Zahngold aus der Asche geklaubt

JUSTIZ Der Mitarbeiter eines Krematoriums sammelte über die Jahre 31 Kilo Edelmetall von Eingeäscherten und verkaufte es. Er muss Schadenersatz von 255.000 Euro zahlen

BERLIN taz | Beschäftigte in Krematorien dürfen nicht einfach Edelmetallrückstände aus der Asche an sich nehmen.Tun sie das, kann der Arbeitgeber Schadenersatz von ihnen verlangen. Dies geht aus einem Urteil des Bundesarbeitsgerichts vom Donnerstag hervor. Der Beschäftigte ist zum Schadenersatz „verpflichtet“, wie es in einer Pressemitteilung des Gerichts heißt.

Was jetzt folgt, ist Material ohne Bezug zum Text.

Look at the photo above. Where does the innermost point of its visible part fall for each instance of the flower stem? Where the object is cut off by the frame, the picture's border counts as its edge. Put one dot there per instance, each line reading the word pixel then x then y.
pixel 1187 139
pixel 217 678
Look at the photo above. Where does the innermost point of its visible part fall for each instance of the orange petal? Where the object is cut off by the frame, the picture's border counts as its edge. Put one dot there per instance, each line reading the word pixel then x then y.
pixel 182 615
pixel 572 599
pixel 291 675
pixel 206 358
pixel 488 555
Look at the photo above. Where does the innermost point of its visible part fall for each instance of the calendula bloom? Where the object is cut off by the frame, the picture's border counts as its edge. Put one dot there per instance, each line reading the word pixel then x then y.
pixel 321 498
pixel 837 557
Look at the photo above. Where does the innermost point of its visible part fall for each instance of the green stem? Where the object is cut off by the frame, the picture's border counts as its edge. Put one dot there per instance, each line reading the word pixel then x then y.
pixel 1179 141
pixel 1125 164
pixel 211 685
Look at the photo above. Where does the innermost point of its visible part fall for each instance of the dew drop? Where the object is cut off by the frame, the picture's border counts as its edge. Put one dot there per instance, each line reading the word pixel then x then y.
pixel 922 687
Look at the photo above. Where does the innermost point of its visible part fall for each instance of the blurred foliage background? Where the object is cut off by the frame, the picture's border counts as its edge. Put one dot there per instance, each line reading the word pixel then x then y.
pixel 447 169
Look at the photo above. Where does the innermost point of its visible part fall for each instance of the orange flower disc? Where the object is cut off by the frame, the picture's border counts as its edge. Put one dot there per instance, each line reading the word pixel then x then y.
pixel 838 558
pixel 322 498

Der Beklagte Walter L. war als Bediener der Einäscherungsanlage und als Bürokraft bis zum Oktober 2011 im Krematorium Hamburg-Öjendorf beschäftigt. Er hatte über acht Jahre hinweg mit Kollegen Zahngold und anderes Edelmetall aus der Asche von Verstorbenen geklaubt und mithilfe seiner Lebensgefährtin weiterverkauft.

Das Krematorium klagte auf Schadenersatz. L. soll nach dem Willen seines Arbeitgebers rund 255.000 Euro Schadenersatz nebst Zinsen an das Krematorium bezahlen. Insgesamt handelte es sich um 31 Kilogramm Edelmetall.

Das Arbeitsgericht Hamburg bestätigte in erster Instanz zwar die Entlassung von Walter L., kam aber zu dem Schluss, dass das Krematorium keinen Schadenersatzanspruch geltend machen könne, da es durch die Einäscherung keinen Eigentumsanspruch an dem Zahngold erwerbe.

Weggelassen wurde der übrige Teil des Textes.